肺移植を受けた女性が臓器ドナーの「ナッツアレルギー」を継承する事案が発生


ドナーのアレルギーが継承されるという非常に稀な事態が発生しました。詳細は以下から。

以前、脳移植によって人格が変貌してしまうという小説が人気になり映画化もされましたが、臓器移植でドナーの体質が継承されるという事案が報告されています。

この症状が現れたのは肺の移植を受けた53歳の女性患者。ジャーナル「Transplantation Proceedings」での報告によると、この患者が移植手術の2週間後にピーナッツバターとゼリージャムのサンドイッチを食べた直後に急性呼吸不全に陥りました。

この患者は肺気腫を患っていましたが、これまで皮膚炎などのアレルギー反応が出たことはありませんでした。しかしこの患者がサンドイッチを食べた直後に始まった呼吸困難と胸部絞扼感から、医者らはアレルギーと判断せざるを得ませんでした。

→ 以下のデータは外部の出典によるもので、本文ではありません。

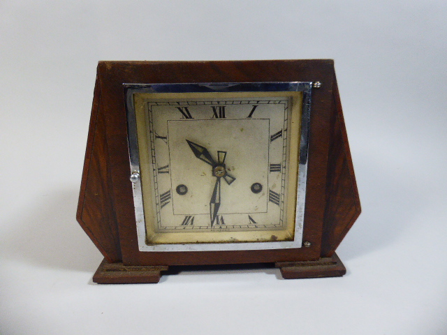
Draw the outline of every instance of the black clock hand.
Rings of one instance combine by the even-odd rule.
[[[189,147],[193,151],[193,153],[194,154],[194,156],[196,157],[203,161],[205,163],[210,164],[212,166],[216,165],[216,162],[214,159],[212,159],[212,157],[211,156],[211,154],[210,154],[207,148],[202,147],[201,145],[198,145],[193,142],[189,141],[188,140],[186,140],[186,142],[188,142],[188,144],[189,144]]]
[[[221,151],[220,150],[217,151],[217,161],[219,161],[219,164],[221,164],[222,165],[225,166],[224,163],[225,163],[226,158],[226,151]],[[226,169],[225,170],[224,173],[225,174],[222,176],[222,177],[224,178],[224,179],[225,179],[225,181],[226,181],[226,184],[228,184],[228,185],[230,185],[235,180],[236,180],[236,178],[235,178],[231,174],[230,174],[226,170]]]
[[[211,218],[211,227],[214,224],[216,218],[217,217],[217,212],[219,208],[221,207],[221,177],[218,177],[216,179],[216,184],[214,184],[214,189],[212,191],[212,195],[211,195],[211,200],[210,200],[210,216]],[[219,221],[219,218],[217,219]]]

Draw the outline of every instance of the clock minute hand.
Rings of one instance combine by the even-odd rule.
[[[201,145],[198,145],[193,142],[189,141],[188,140],[186,140],[186,142],[196,157],[212,166],[216,165],[216,162],[212,159],[212,157],[207,148],[202,147]]]
[[[210,200],[210,216],[211,218],[211,227],[214,224],[216,218],[217,218],[217,213],[219,212],[219,208],[221,207],[221,177],[216,178],[216,184],[214,184],[214,189],[212,191],[212,195],[211,195],[211,200]],[[219,218],[217,218],[219,221]]]

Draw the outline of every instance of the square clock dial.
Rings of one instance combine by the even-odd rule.
[[[301,247],[310,83],[125,87],[140,251]]]

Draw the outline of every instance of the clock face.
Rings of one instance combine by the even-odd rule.
[[[288,99],[146,101],[158,231],[284,228]]]
[[[294,241],[301,92],[133,98],[146,245]]]

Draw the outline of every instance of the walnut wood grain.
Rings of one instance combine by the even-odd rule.
[[[284,250],[142,252],[138,248],[124,83],[316,82],[303,241]],[[360,202],[332,60],[103,61],[98,66],[78,220],[109,262],[196,265],[317,260],[333,255]]]

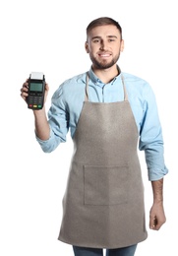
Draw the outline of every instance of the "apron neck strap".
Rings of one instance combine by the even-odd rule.
[[[89,72],[87,72],[85,101],[89,101]],[[121,80],[122,80],[122,85],[123,85],[123,90],[124,90],[124,101],[125,101],[125,100],[128,100],[128,96],[127,96],[127,92],[126,92],[123,74],[121,74]]]

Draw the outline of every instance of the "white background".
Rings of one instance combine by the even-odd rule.
[[[136,256],[176,255],[177,248],[177,1],[176,0],[2,0],[0,3],[1,160],[0,255],[72,256],[57,240],[62,198],[73,145],[44,154],[34,139],[31,110],[20,89],[31,71],[43,72],[50,97],[66,79],[90,67],[85,51],[86,28],[100,16],[123,28],[122,71],[152,87],[162,123],[165,162],[166,224],[148,229],[152,203],[144,153],[141,153],[148,238]]]

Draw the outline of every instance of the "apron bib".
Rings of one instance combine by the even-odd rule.
[[[86,99],[73,137],[72,158],[58,239],[72,245],[119,248],[145,240],[144,186],[139,133],[127,98]]]

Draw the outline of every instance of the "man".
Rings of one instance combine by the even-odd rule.
[[[101,17],[87,28],[89,72],[65,81],[45,106],[33,110],[36,140],[46,153],[66,141],[70,129],[74,155],[63,199],[59,240],[76,256],[133,256],[148,237],[142,173],[137,154],[145,151],[153,204],[149,227],[165,223],[163,139],[150,86],[117,65],[124,49],[122,29]],[[28,96],[28,81],[21,89]],[[48,85],[46,85],[46,96]]]

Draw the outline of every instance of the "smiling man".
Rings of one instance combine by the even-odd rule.
[[[156,101],[143,79],[121,72],[122,29],[101,17],[87,28],[90,69],[66,80],[45,113],[32,110],[36,140],[50,153],[66,142],[70,130],[74,154],[63,199],[59,240],[76,256],[133,256],[148,237],[139,150],[145,151],[153,203],[149,227],[165,223],[163,139]],[[46,84],[47,98],[48,85]],[[29,82],[21,89],[28,96]]]

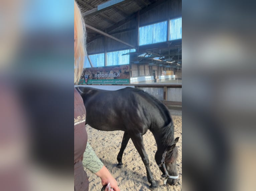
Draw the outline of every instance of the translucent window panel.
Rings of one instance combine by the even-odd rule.
[[[181,39],[182,38],[182,18],[178,18],[170,20],[170,41]]]
[[[140,46],[166,41],[167,21],[140,27]]]
[[[89,60],[88,60],[88,58],[87,56],[86,56],[85,58],[85,63],[84,63],[84,68],[91,68],[91,67],[89,62]]]
[[[93,67],[104,66],[104,54],[103,53],[89,55]],[[89,65],[90,65],[90,64]]]
[[[115,66],[123,64],[129,64],[130,55],[129,54],[124,55],[130,52],[129,50],[108,52],[107,53],[107,66]]]

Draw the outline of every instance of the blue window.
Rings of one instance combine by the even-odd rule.
[[[129,64],[130,55],[125,54],[129,52],[130,52],[129,50],[108,52],[107,53],[107,66]],[[123,54],[125,55],[122,56]]]
[[[167,31],[167,21],[140,27],[140,46],[166,41]]]
[[[88,58],[87,56],[86,56],[85,59],[85,63],[84,64],[84,68],[91,68],[91,67],[88,60]]]
[[[170,20],[170,34],[169,39],[170,41],[181,39],[182,38],[181,18]]]
[[[98,54],[89,55],[92,62],[92,64],[93,67],[100,67],[104,66],[104,54]],[[86,58],[85,62],[84,65],[84,68],[91,68],[91,65],[87,58]]]

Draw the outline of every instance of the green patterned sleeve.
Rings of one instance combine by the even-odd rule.
[[[104,165],[96,155],[88,142],[86,145],[85,151],[84,153],[83,164],[84,167],[94,174],[101,169]]]

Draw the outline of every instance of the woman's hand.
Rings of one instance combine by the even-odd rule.
[[[102,186],[108,184],[105,191],[120,191],[118,186],[117,186],[116,180],[113,178],[106,166],[103,166],[101,169],[95,173],[95,174],[101,179],[101,184]]]

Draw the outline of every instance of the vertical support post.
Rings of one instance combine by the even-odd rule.
[[[105,30],[105,32],[106,32],[106,30]],[[108,60],[107,59],[107,37],[105,37],[104,38],[104,66],[107,66],[107,63],[108,62]]]
[[[169,17],[168,17],[168,23],[167,23],[167,30],[168,31],[168,33],[167,33],[167,41],[168,41],[170,40],[170,18]],[[169,51],[169,55],[170,55],[170,51]]]
[[[87,55],[87,58],[88,58],[88,60],[89,61],[89,63],[90,63],[91,67],[92,68],[93,68],[93,65],[92,64],[92,61],[91,60],[91,59],[90,58],[90,57],[89,56],[89,55]]]
[[[144,65],[144,76],[146,76],[146,70],[145,70],[145,65]]]
[[[140,11],[137,12],[137,15],[136,17],[136,35],[137,38],[136,40],[136,46],[138,47],[137,51],[139,52],[139,46],[140,42]]]
[[[166,86],[163,87],[163,100],[166,101],[166,92],[167,91],[167,87]]]

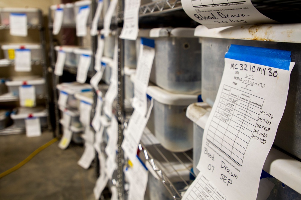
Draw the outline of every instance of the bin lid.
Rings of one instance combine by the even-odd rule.
[[[149,86],[147,94],[157,101],[163,104],[174,106],[188,106],[197,102],[198,94],[186,94],[172,93],[157,86]]]
[[[205,102],[194,103],[187,107],[186,116],[194,123],[205,129],[211,109],[211,106]]]
[[[45,107],[20,107],[14,109],[11,114],[11,117],[13,119],[21,119],[31,117],[43,117],[48,115],[47,110]]]
[[[8,86],[20,86],[24,85],[41,85],[45,84],[45,79],[43,78],[30,79],[30,76],[20,77],[19,78],[12,78],[12,80],[6,81],[5,85]],[[19,78],[19,77],[18,77]]]
[[[93,103],[93,93],[92,91],[78,93],[74,94],[74,97],[80,101],[86,102],[90,104]]]
[[[64,45],[62,46],[56,46],[54,47],[54,50],[57,51],[62,50],[67,53],[72,53],[76,49],[80,48],[79,46],[74,45]]]
[[[1,46],[1,48],[4,50],[9,49],[41,49],[41,46],[36,44],[19,43],[8,44]]]
[[[88,92],[92,90],[92,87],[87,83],[80,83],[77,82],[62,83],[57,85],[57,88],[69,94],[73,95],[76,93]]]
[[[156,28],[150,30],[150,37],[196,37],[194,36],[194,28]]]
[[[1,12],[10,13],[35,13],[40,9],[33,7],[4,7],[1,9]]]

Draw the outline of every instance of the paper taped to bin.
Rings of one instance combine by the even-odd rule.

結論から言うと、これまでこの女性患者にはピーナッツアレルギーはありませんでした。ですが、左肺のドナーとなった22歳の男性がこのアレルギーを保有していたのです。女性患者の移植に携わったひとりであるMazen Odish医師はLiveScienceの取材に、ドナーからピーナッツアレルギーが継承されたことを認めました。

こうした例は極めて稀ではありますが、前代未聞ではありません。2016年には姉妹から骨髄移植を受けた46歳男性が、姉妹の持っていたキウイアレルギーを継承。2003年には肝移植を受けた患者がドナーの死亡原因ともなったピーナッツアレルギーを継承しています。

こうした前例がありつつも、なぜこうした現象が起こるかについては現在まだ分かっていません。肝移植が行われた場合や家族歴の中に同様のアレルギーを発症した人がいた場合に起こりやすくなる傾向は見られますが、個別の事案が幅広く存在するため特定には至っていません。

あるアレルギーを持つドナーから複数の臓器が複数の患者に移植された場合でも、ある患者のみがアレルギーを継承し、他の患者は継承しなかったというケースも存在しています。

この女性患者は検査の結果、ピーナッツに加えてアーモンド、カシューナッツ、ココナッツ、ヘーゼルナッツのアレルギー陽性反応が出ました。これにより、当該の食べ物を避け、緊急時のためにアナフィラキシー補助治療剤「エピペン」を携帯するよう求められたとのこと。

記憶や人格の継承でこそないものの、ドナー特有の体質が臓器移植によって継承されることは、ごく稀にでもあり得るということになります。今後臓器移植の件数が増加するにつれ、こうした謎も解明されていくのでしょうか?